Por ejemplo, al marido de mamá, con el que convivo, y no es mi padre, puedo llamarle por su nombre, o puedo llamarle papá, aunque sé que no lo es, porque le quiero, y ejerce funciones paternas. En el caso de los hermanos ocurriría algo parecido. Los hermanos de padre y madre, los hermanos de sangre, aunque sólo coincidan con un progenitor, está claro que son hermanos. Si mis papás han adoptado a un niño, este será obviamente mi hermano o mi hermana, aunque no lo sea de sangre, y le podré llamar como tal.

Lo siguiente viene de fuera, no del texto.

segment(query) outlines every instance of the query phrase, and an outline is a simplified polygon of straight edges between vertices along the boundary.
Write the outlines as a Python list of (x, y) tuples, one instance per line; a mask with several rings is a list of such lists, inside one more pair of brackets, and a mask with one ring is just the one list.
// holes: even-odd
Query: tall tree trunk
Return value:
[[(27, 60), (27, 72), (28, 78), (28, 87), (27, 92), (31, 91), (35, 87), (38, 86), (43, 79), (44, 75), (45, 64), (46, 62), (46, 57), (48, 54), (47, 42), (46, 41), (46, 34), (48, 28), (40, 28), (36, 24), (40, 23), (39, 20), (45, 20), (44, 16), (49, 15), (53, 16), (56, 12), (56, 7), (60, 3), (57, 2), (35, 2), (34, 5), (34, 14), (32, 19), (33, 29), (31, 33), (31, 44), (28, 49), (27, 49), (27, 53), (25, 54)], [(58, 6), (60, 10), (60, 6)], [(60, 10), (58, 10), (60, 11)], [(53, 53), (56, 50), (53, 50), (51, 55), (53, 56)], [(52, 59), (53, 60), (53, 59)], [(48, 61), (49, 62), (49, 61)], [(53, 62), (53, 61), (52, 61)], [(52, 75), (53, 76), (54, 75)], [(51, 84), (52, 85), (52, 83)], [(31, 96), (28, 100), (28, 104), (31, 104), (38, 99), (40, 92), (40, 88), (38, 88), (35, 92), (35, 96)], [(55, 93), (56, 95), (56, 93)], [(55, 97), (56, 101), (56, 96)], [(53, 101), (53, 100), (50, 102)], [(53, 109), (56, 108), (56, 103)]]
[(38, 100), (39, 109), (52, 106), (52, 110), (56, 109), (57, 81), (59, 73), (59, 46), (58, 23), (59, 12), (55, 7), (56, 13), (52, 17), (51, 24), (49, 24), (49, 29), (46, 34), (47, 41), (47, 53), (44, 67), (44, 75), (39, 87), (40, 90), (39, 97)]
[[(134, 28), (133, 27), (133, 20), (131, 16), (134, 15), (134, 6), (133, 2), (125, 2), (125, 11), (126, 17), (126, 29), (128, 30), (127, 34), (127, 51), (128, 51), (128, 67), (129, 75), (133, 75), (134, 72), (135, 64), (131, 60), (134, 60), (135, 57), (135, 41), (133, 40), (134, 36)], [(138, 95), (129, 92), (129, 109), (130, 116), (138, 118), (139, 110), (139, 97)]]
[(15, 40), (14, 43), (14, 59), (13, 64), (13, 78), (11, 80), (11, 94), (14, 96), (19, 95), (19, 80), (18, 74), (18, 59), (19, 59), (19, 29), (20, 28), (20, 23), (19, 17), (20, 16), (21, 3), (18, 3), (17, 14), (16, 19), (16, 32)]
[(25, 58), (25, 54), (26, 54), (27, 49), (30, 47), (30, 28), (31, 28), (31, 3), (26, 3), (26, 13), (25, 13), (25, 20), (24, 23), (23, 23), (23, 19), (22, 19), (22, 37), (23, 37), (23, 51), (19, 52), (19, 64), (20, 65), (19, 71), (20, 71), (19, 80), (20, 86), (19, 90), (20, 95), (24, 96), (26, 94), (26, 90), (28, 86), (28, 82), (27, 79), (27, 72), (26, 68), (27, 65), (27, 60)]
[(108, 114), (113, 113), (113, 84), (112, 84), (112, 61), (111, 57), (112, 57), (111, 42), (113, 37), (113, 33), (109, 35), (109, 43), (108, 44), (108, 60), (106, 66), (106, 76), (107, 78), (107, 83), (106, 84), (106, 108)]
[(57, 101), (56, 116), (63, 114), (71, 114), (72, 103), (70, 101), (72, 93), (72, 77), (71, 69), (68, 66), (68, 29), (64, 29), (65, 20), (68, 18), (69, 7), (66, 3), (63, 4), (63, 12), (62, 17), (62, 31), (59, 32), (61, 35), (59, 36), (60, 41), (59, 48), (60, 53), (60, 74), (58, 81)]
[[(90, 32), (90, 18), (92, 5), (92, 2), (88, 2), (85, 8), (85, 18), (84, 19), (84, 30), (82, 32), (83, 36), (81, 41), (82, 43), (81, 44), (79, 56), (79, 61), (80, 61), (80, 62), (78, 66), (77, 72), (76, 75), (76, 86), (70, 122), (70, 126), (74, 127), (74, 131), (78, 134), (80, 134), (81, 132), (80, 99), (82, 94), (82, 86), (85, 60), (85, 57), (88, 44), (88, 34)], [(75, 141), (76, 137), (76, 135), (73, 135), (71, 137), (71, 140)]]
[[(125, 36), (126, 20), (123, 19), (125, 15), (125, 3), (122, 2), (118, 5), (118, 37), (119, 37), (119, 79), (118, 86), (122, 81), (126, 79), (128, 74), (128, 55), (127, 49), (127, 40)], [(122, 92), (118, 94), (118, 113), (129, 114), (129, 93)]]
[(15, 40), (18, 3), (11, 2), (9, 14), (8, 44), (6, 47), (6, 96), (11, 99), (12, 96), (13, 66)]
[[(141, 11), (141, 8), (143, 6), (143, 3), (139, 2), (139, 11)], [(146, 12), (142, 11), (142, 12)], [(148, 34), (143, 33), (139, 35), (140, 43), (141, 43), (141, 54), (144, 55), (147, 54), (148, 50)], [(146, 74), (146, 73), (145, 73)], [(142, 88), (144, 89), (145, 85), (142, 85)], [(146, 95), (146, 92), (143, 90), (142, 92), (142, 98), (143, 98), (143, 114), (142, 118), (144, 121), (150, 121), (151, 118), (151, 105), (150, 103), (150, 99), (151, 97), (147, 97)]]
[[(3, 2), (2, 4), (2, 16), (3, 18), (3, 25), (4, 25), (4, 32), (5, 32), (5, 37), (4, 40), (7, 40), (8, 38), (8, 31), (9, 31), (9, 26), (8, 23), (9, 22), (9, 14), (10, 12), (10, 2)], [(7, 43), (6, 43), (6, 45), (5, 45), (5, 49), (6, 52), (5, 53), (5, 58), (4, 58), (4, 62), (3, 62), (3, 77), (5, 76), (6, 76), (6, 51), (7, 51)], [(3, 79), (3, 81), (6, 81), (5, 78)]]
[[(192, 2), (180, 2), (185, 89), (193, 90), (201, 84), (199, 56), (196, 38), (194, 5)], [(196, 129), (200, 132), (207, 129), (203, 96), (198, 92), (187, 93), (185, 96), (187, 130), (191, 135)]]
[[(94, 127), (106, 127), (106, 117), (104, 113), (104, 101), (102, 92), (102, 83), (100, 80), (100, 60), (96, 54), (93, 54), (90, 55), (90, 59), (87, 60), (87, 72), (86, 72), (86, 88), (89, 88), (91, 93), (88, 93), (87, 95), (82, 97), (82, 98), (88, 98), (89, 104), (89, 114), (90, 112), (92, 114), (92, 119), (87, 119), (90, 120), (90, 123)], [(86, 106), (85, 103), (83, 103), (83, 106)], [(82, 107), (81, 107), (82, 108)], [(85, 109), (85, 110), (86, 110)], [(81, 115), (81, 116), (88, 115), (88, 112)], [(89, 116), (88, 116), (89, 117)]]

Ahora bien, ¿cómo puedo llamar a los hijos de la pareja de mi padre o de mi madre con los que no nos une ningún lazo sanguíneo? Terminológicamente hablando no son mis hermanos. Sin embargo, el lazo afectivo que se establece puede llegar a ser muy intenso y fraternal, y más significativo que algunos lazos de sangre. La clave está en saber quiénes somos y quiénes son los otros, y en la calidad y la intensidad de la relación que se establece.